The Site Inspection

Last month, I was able to participate in my first Familiarization Trip, more commonly referred to as a FAM Trip. Now, I had participated in many FAMs before, but always as a host at a venue. This time around, I was a potential client and was on the receiving end of many meals and amenities.  I think I gained about  pounds during my trip. You’ll be reading more about this FAM trip in a future post.

After having a site visit and lunch with one of the facilities on the the tour, one of the other FAM trip attendees commented that everything seemed flawless and very well done. My reaction was that they are trying to impress us in hopes of doing business with us and that everything should be perfect. If it wasn’t perfect, I would be very worried. Seriously, if a venue can’t get it right during a site visit designed to impress, would you trust them with your event?

On the flight back home, I recalled the following joke and it really drives the point home.  Again, I wish I knew who was the original author of this piece, but it is a classic.

One day, a meeting planner dies. She goes to Heaven and is greeted by St. Peter. St. Peter says, “Things are a bit overcrowded here, so God is letting everyone make up there mind to either stay here or to stay in Hell. Tomorrow you get to visit Hell, and the next day you will visit Heaven. After your visits, you can have a day to make up your mind as to where you wish to spend eternity.”

The meeting planner agreed.

The next day, she was off to visit Hell. She was picked up in Purgatory by a Hummer stretch limo, greeted by a hunk of a man wearing nothing but a tight pair of jeans and whisked away. In the limo, there was every type of alcohol available, chocolates, the finest food, and a place to get a pedicure. She was impressed! Upon arriving in Hell, she had the red carpet rolled out for her, carried into her hotel as if she was Cleopatra, and the room was covered in roses. She thought to herself, this is AMAZING!! That night, she was treated to the finest food, wine and music, and danced with all the hot men in Hell. She was draped in furs, Vera Wang clothing and Ferragamo shoes. She never wanted to leave.

She awoke the next morning in Purgatory, and there was a black Lincoln town car there to pick her up to take her to Heaven. Once there, the door was opened, and an angel showed her around. She thought to herself, “This place is BORING! Who would want to stay here? It’s clean and quiet, but forever being this quiet?” After her tour, St. Peter walked up to her and asked, “We’ll be having dinner at 5PM over at the Angel cafeteria.  What do you think of Heaven so far?”  The meeting planner said, “Can I go ahead and make up my mind now?”  St. Peter replied, “Why, yes.  But I really think you need a night to sleep on it; this is a very big decision.” The meeting planner replied, “Yes, and Heaven is very…heavenly.  But I have decided I would like to go back to Hell.”  St. Peter let out a grunt in disgust and said, “So it shall be.”  And with a blink of his eyes, she was back in Hell.

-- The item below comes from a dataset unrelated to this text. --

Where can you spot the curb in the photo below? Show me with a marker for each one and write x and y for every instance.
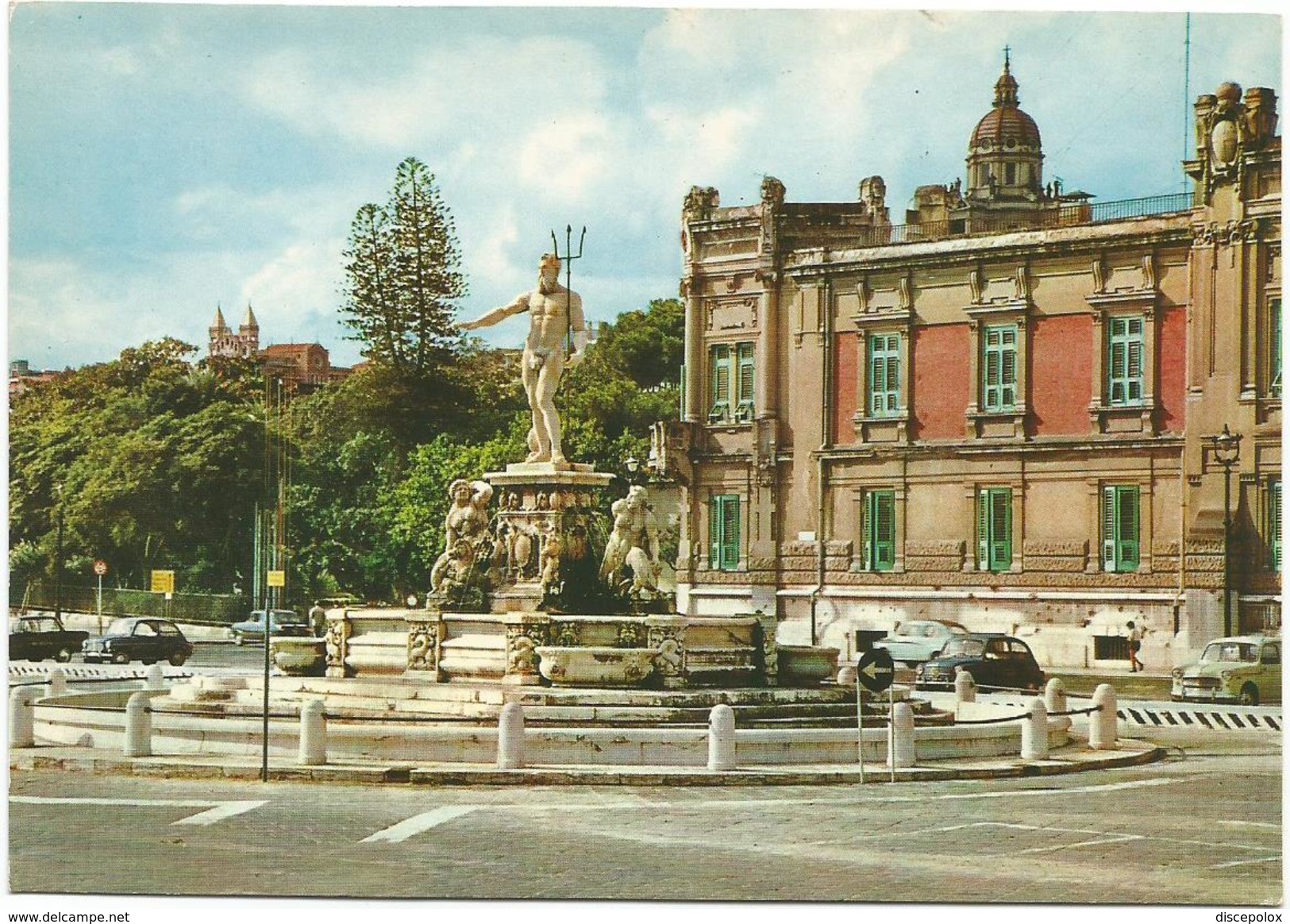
(456, 775)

This time, it was filthy, hot, smelly, and she was in rags. Everyone was crying or screaming.  She was frightened and scared. She walked up to one of the head Spawns there, and said, “What happened? When I was here, it was beautiful, paradise! Now, it stinks, and it’s hot, and I’m wearing rags! What happened?” The Spawn replied, “Yesterday was the site inspection, and today you signed the contract!”